NFTs were quickly hyped as solving a variety of problems in the art world. They offered a way for artists to monetize digital art, ensure they could sell their work and even make money if their art were sold in the future. The buyer can also track the record of the artwork’s ownership and get instructions about its care and display.

But the current NFT market’s rapid growth is also plagued by fraud, scams and market manipulation, especially because the real-world identities of buyers and sellers is difficult, if not impossible, to discover. People are creating NFTs of artists’ works without asking permission or even informing the artist. Also, unless you know the seller, you have no way of verifying the authenticity of the artwork and you might end up buying a counterfeit. This technology can also raise alarm bells from a money laundering and financial crime perspective. Additionally, criminal actors can hack into user accounts on NFT marketplaces and transfer NFTs to their own accounts.

NFTs may be nothing more than a trend and some say they may not stand the test of time.
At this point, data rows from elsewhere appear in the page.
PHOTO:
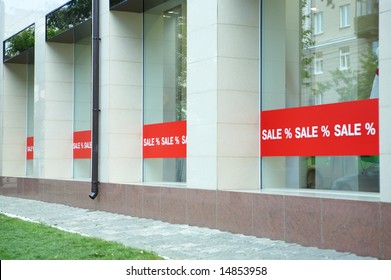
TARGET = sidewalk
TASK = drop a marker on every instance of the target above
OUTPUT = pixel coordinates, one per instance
(170, 241)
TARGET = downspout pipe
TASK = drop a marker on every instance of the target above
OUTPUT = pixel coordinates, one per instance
(95, 100)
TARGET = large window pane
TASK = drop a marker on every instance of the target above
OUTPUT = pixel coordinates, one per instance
(165, 82)
(310, 61)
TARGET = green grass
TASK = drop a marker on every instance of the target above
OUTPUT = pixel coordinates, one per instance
(23, 240)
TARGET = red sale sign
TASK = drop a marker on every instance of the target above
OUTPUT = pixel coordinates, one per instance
(165, 140)
(82, 145)
(30, 148)
(338, 129)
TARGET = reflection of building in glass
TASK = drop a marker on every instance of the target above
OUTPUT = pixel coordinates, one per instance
(184, 88)
(343, 53)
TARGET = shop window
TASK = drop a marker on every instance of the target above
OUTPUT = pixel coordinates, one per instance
(18, 50)
(72, 24)
(319, 131)
(165, 99)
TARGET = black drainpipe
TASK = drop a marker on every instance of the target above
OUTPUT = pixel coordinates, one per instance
(95, 100)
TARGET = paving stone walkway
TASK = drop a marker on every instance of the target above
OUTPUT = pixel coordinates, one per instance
(171, 241)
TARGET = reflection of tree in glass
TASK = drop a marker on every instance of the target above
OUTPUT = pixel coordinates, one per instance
(19, 43)
(68, 16)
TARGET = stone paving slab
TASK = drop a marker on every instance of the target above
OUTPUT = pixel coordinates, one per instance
(171, 241)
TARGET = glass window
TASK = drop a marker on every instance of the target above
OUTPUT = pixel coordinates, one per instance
(319, 131)
(344, 16)
(165, 72)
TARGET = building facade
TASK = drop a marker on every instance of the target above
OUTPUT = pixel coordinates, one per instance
(261, 117)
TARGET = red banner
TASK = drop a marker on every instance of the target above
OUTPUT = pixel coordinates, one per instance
(165, 140)
(338, 129)
(30, 148)
(82, 145)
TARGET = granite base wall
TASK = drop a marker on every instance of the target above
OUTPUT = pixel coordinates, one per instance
(360, 227)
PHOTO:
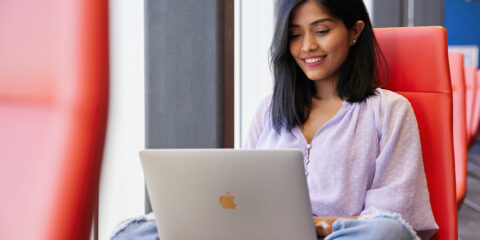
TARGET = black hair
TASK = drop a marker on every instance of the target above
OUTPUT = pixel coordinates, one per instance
(358, 75)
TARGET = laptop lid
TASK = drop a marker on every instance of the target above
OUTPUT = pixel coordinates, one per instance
(228, 194)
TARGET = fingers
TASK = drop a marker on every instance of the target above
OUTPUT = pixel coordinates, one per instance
(323, 228)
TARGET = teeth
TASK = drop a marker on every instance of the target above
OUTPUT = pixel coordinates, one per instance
(312, 60)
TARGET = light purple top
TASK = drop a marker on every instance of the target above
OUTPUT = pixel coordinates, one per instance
(366, 158)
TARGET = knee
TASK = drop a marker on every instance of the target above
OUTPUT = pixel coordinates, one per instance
(392, 227)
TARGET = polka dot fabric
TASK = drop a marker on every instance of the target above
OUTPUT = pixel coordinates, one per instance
(368, 156)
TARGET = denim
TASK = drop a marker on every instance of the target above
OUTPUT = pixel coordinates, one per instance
(379, 227)
(141, 228)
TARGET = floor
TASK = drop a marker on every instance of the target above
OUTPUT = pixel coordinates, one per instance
(469, 214)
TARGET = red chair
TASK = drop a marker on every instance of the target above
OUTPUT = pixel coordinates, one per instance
(418, 69)
(476, 106)
(472, 100)
(460, 144)
(53, 112)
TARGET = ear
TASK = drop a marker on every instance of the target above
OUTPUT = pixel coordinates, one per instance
(356, 30)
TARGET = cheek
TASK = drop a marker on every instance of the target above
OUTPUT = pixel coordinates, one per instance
(341, 49)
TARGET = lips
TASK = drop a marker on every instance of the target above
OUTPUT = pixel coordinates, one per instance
(314, 60)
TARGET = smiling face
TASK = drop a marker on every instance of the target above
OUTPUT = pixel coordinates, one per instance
(318, 42)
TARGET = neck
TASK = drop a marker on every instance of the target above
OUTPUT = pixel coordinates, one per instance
(326, 90)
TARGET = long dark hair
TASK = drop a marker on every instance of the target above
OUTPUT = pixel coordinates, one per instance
(293, 91)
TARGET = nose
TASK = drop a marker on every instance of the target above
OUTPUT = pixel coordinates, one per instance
(309, 43)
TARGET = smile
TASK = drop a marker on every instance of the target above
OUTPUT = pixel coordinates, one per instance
(314, 60)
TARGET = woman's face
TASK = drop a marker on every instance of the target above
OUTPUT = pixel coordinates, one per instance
(318, 42)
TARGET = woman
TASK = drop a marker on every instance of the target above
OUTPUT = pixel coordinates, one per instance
(361, 143)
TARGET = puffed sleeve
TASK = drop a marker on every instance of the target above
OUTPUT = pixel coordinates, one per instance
(257, 124)
(399, 185)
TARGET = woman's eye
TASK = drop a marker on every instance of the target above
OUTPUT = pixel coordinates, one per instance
(322, 32)
(294, 36)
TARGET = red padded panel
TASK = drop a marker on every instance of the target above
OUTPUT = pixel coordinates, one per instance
(471, 86)
(414, 65)
(476, 104)
(53, 112)
(460, 144)
(418, 69)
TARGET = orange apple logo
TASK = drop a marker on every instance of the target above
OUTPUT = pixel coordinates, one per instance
(227, 201)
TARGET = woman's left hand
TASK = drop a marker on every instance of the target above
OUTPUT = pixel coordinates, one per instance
(324, 225)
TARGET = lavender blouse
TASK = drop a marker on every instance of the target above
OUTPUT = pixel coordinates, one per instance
(366, 158)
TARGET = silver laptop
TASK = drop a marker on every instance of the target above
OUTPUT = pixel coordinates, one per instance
(228, 194)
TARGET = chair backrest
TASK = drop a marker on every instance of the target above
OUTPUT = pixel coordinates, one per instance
(471, 96)
(53, 112)
(418, 69)
(476, 104)
(460, 144)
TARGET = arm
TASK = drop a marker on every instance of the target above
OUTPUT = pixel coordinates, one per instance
(398, 184)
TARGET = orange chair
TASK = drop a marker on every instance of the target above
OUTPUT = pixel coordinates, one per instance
(418, 69)
(460, 144)
(53, 112)
(472, 99)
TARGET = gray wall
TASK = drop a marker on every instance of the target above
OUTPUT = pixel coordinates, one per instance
(189, 74)
(394, 13)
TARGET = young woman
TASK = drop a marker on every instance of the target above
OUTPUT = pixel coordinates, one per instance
(361, 143)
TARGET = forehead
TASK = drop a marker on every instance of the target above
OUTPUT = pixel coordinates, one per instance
(308, 12)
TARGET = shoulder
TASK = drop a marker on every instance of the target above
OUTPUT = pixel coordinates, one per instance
(263, 108)
(387, 102)
(384, 97)
(390, 110)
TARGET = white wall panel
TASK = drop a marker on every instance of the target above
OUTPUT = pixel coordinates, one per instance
(122, 185)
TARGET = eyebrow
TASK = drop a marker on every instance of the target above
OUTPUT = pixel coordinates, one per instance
(313, 23)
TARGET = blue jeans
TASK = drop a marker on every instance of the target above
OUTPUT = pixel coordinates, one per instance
(381, 227)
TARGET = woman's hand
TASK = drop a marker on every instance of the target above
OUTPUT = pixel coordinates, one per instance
(324, 225)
However, whether or not NFTs are here to stay, they have certainly become a new plaything for the collectors. According to the latest edition of the annual Hiscox online art trade report, over the months NFTs has turned into a booming market that generated nearly $3.5 billion in the first three quarters of 2021. The prices seen at sale indicate it is a real part of the future of art and collectibles, and it has undoubtedly shaken the market!